There were several spades and a tall stack of firewood. The floor was strewn with straw.
“Shame we can’t make a fire,” said Maga. “Still, I shan’t be long – we’re practically there.”
Left alone, Viktor tried to sleep, but without much success. Day was breaking, but only dimly through the dirty window. The gale was shut out. Uncomfortable on his seat of firewood, he kept going to the door and peering out, seeing no more than a wooden fence and trees beyond.
Trying to make himself comfortable on the floor, he felt something dig into him, and reaching into the straw and wood chippings encountered the ice cold though heavily greased metal of a Kalashnikov, and exploring further, the rough casing of hand grenades.
*
“Still there?” came Maga’s voice.
Viktor let him in.
“All’s well! You’re sold into slavery! We can go, they’re expecting you.”
“How do you mean, slavery?”
“It’s the way they put it here. Chechen men don’t work, slaves work for them. If I’d offered them you without charge, they wouldn’t have trusted me. They’d have taken you for Fed Security.”

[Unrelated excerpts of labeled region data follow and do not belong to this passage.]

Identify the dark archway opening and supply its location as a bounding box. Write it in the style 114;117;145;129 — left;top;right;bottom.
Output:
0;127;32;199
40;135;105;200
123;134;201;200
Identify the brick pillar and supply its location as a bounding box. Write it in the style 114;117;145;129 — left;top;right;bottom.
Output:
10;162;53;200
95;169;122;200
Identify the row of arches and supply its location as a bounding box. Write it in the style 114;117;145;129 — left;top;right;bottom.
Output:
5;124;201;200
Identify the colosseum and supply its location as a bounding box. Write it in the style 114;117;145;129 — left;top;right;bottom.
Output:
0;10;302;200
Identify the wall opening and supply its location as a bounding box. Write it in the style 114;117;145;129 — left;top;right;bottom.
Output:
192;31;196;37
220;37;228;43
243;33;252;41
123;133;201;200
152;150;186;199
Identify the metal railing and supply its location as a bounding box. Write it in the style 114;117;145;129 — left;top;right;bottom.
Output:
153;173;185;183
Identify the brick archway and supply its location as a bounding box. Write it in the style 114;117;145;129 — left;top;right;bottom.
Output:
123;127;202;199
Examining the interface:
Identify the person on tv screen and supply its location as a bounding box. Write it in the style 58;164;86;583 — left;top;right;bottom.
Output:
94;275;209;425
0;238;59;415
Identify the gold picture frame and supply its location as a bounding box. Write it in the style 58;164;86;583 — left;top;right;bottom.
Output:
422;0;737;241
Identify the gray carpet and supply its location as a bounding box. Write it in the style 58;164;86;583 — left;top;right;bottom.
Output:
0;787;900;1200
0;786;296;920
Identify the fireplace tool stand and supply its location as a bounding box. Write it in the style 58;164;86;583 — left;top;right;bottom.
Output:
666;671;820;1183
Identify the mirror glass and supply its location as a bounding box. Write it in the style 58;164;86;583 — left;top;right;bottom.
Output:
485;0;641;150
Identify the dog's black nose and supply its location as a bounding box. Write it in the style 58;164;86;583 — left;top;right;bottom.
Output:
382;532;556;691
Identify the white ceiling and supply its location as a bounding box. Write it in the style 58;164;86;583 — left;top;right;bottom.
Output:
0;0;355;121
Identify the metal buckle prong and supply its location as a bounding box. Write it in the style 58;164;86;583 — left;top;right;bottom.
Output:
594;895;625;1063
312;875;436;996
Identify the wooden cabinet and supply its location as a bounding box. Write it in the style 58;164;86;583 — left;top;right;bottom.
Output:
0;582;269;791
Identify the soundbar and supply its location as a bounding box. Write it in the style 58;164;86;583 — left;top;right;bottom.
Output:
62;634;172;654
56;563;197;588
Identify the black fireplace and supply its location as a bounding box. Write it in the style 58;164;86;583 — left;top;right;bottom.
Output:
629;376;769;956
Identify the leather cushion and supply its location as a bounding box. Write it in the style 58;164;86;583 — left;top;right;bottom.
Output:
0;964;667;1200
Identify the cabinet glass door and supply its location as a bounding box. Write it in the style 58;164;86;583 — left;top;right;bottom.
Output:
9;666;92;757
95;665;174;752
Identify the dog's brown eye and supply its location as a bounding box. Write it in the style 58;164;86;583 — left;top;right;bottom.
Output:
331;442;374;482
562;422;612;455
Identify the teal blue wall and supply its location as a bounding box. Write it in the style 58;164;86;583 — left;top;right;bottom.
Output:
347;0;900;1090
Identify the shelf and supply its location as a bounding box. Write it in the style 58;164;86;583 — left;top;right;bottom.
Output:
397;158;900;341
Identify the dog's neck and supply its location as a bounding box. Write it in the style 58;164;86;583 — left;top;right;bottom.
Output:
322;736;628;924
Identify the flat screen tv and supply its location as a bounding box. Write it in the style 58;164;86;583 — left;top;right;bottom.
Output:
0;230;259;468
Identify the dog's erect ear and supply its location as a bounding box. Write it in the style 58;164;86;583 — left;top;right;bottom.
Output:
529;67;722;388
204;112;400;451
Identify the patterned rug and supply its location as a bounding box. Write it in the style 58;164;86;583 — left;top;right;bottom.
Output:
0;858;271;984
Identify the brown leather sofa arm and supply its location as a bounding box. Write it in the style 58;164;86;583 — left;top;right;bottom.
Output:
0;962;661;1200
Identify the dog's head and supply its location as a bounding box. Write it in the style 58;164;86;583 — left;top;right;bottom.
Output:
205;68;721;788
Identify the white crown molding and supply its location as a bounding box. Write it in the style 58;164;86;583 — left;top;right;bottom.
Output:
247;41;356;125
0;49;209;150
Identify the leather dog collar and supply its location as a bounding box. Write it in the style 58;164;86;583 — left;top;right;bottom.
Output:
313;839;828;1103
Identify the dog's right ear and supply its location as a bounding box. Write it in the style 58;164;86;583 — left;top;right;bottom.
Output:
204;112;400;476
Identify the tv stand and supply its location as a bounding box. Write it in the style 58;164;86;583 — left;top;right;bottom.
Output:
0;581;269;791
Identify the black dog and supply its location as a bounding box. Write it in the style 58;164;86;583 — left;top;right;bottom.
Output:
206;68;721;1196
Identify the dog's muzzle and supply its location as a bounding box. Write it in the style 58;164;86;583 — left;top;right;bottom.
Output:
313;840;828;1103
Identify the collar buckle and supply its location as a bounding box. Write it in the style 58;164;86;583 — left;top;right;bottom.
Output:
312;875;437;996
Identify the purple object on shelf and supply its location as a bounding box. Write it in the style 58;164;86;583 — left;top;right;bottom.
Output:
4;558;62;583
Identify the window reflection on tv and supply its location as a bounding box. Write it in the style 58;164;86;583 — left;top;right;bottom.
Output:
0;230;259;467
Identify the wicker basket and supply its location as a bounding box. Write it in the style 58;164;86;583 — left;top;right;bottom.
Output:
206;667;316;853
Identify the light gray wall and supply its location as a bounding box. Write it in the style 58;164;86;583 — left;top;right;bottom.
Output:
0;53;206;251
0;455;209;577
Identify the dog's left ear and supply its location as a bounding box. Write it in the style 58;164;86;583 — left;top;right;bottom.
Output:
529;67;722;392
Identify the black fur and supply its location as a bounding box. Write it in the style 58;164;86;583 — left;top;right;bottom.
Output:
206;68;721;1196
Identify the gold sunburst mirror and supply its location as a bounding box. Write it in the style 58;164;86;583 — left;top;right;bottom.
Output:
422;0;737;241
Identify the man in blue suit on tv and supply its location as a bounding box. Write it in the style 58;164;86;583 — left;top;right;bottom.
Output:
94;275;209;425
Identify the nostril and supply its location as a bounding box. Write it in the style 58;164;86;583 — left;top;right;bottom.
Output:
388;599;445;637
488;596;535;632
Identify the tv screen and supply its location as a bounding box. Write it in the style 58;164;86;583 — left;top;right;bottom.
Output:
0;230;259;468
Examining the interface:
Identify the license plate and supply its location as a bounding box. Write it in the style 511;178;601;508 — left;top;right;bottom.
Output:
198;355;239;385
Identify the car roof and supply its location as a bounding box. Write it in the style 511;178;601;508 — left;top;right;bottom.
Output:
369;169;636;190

“How much did you get for me?”
“A good price, don’t you worry. $220. They offered $100 to start with, but I ran them up. They’re short-handed.”
“What do I have to do exactly?”
“You’ll find out. You’re going to Khachayev’s, and that’s what you wanted. It’s all quiet there – no shooting in his ashore area.
Brought you something to eat.”
And they stood by the dirty window, eating dried meat and flat round loaves.
“There’s a Kalashnikov and grenades hidden here,” Viktor volunteered.
“Where?”
“Under the straw.”
“You can tell your boss, increase your credibility,” said Maga cheerfully, adding, as an afterthought, “No, don’t – I’ll stick them somewhere else, maybe sell them on.”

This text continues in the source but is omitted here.